The adapter stores content as a flexible JSON payload. How you map this to your database depends on the database:

DatabaseRecommended Approach
PostgreSQLSingle documents table with JSONB data column
MongoDBSingle documents collection, data spread into document fields
SQLiteSingle table with JSON data column
DynamoDBSingle table, data serialized as JSON attribute
File systemOne JSON file per document in a directory tree

The metadata columns (id, blockType, createdAt, updatedAt) should be proper typed columns/fields for indexing. The data payload is stored as-is.

Testing Your Adapter

Use the MemoryAdapter tests as a reference.

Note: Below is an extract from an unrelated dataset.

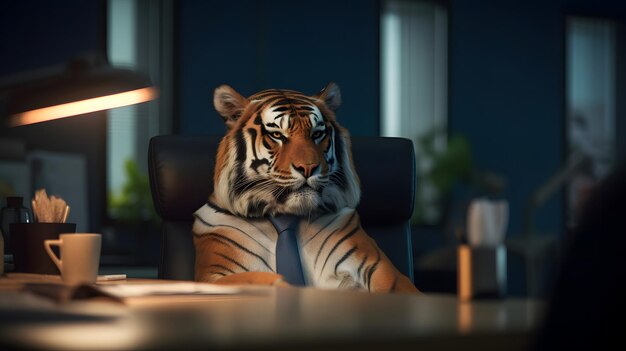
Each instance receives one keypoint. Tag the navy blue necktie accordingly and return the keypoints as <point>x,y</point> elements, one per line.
<point>287,255</point>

Your adapter should pass the same test cases:

  1. Create — generates ID and timestamps, returns full Document
  2. Get — returns Document for valid ID, null for missing
  3. Update — updates data and updatedAt, preserves createdAt, throws for missing
  4. Delete — removes document, throws for missing
  5. List — filters by blockType, returns empty array for no matches
  6. List with options — where filters, orderBy, limit, offset all work
  7. GetMany — batch fetch by IDs, omits missing
  8. Migrate — idempotent (safe to call twice)
  9. Lifecycle — connect/disconnect work cleanly

For databases that need infrastructure (like Postgres), use testcontainers to spin up a real instance in tests.

Example: Skeleton for a MongoDB Adapter

import { MongoClient, type Db } from 'mongodb';
import { randomUUID } from 'node:crypto';
import type { Document, StorageAdapter, ListOptions } from '@verevoir/storage';

export class MongoAdapter implements StorageAdapter {
  private client: MongoClient;
  private db: Db;

  constructor(uri: string, dbName: string) {
    this.client = new MongoClient(uri);
    this.db = this.client.db(dbName);
  }

  async connect() {
    await this.client.connect();
  }

  async disconnect() {
    await this.client.close();
  }

  async migrate() {
    const col = this.db.collection('documents');
    await col.createIndex({ blockType: 1 });
  }

  async create(blockType: string, data: Record<string, unknown>): Promise<Document> {
    const now = new Date();
    const doc: Document = {
      id: randomUUID(),
      blockType,
      data,
      createdAt: now,
      updatedAt: now,
    };
    await this.db.collection('documents').insertOne({ _id: doc.id, ...doc });
    return doc;
  }

  // ... implement get, update, delete, list, getMany
}

Registering Your Adapter

Once implemented, your adapter is used like any other:

import { MyAdapter } from './my-adapter';

const storage = new MyAdapter({ connectionString: '...' });
await storage.connect();
await storage.migrate();

// Use it with Verevoir
const doc = await storage.create('article', { title: 'Hello' });
const articles = await storage.list('article', {
  where: { status: 'published' },
  orderBy: { createdAt: 'desc' },
  limit: 10,
});

No registration step needed — the adapter is a plain class implementing an interface.